Spio’s ‘Evil Politicians’
Trade and Industry Minister, Ekow Spio-Garbrah’s comment that some ‘evil politicians’ are trying to ‘rape the country’s treasury’ in the wake of the Bankswitch judgement debt saga, has raised eyebrows.
The cancelation of the IT firm – Bankswitch’s – contract that gave rise to about GH¢197 million judgement debt continues to generate heated political debate on how some government officials take unilateral decisions.
Mr Spio-Garbrah on Wednesday, June 3, 2015, wrote to five Destination Inspection Companies (DICs) to contribute $35 million each towards the settlement of the Bankswitch judgement debt.
$175m Versus GH¢197m
By computation, the government will receive $175 million from the five DICs, should they be able to afford the amount to settle GH¢197 million.
With the current exchange rate of cedi to dollar at interbank rate as at Friday pegged at GH¢4.27, the NDC government will be raking in GH¢841million, far in excess of the GH¢197 million judgement debt to Bankswitch.
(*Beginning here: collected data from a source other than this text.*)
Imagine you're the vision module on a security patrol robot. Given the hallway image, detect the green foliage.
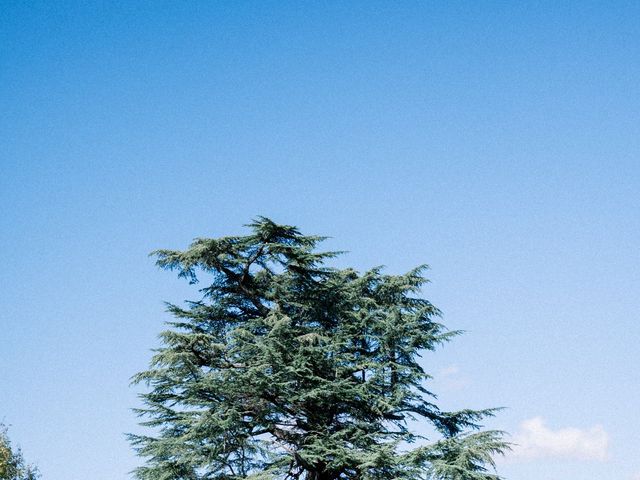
[0,424,40,480]
[131,218,508,480]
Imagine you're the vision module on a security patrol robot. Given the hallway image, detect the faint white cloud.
[509,417,608,462]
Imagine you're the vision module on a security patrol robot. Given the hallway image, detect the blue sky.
[0,1,640,480]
The ministry of trade and industry (MoTI) in an attempt to parry its critics, issued a statement and said members of the erstwhile New Patriotic Party (NPP) government who negotiated and signed the Bankswitch contract, some current NPP MPs, their associates in civil society and friends in the media ‘who wish Ghana harm can distort MoTI’s action and pretend it is some kind of bribe or scandal.’
Hon. Anthony Akoto Osei
The statement said, ‘However, when it is understood that MoTI is rather trying to help save the people of Ghana from an evil plot by some businessmen and politicians to rape the country’s Treasury, then right-thinking men and women should sit up.’
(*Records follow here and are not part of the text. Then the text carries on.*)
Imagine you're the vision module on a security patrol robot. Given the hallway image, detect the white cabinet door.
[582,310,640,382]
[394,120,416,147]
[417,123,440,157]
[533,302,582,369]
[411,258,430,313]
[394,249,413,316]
DAILY GUIDE learnt that upon assumption of office, powerful NDC personalities wanted the Bankswitch contract canceled but after heads of the various revenue agencies demonstrated to President J.E.A. Mills that it was the right step to take, the late Professor agreed.
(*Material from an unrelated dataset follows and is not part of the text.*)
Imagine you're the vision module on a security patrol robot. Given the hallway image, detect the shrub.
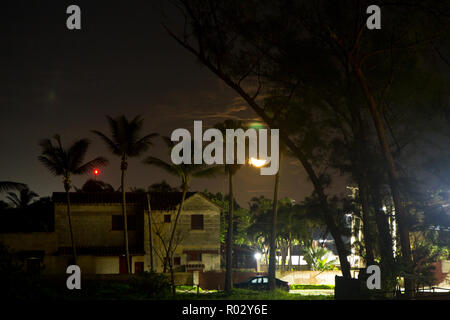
[130,272,171,297]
Late Prof. John Evans Atta Mills
Reports say even Fifi Fiavi Kwetey, then deputy minister of finance in-charge of revenue mobilization, was impressed with the capabilities of Bankswitch to help rake in more revenue from the ports.
President Mills is reported to have then ordered Bankswitch to continue working for at least three months for the government to assess the firm’s performance, but the then trade minister, Hannah Tetteh, allegedly went ahead to call for the cancelation of the contract a few days later, to the chagrin of President Mills.
Feeling shortchanged after setting up its monitoring centre, Bankswitch in 2014 filed a writ at the Permanent Court of Arbitration, in The Hague, The Netherlands, after the cancellation of the contract signed in 2007, to help government mobilize revenue at the Customs Division of the Ghana Revenue Authority (GRA).
Bankswitch demanded the payment of GH¢853 million in damages for the cancellation and according to the rules of the court, each party to the case was to appoint an arbiter.
Hon. Hannah Tetteh
The two arbiters then appointed a third person as president of the court to hear the case and sources said that Ghana refused to appoint its arbiter, forcing the hand of the court to chose one for the country.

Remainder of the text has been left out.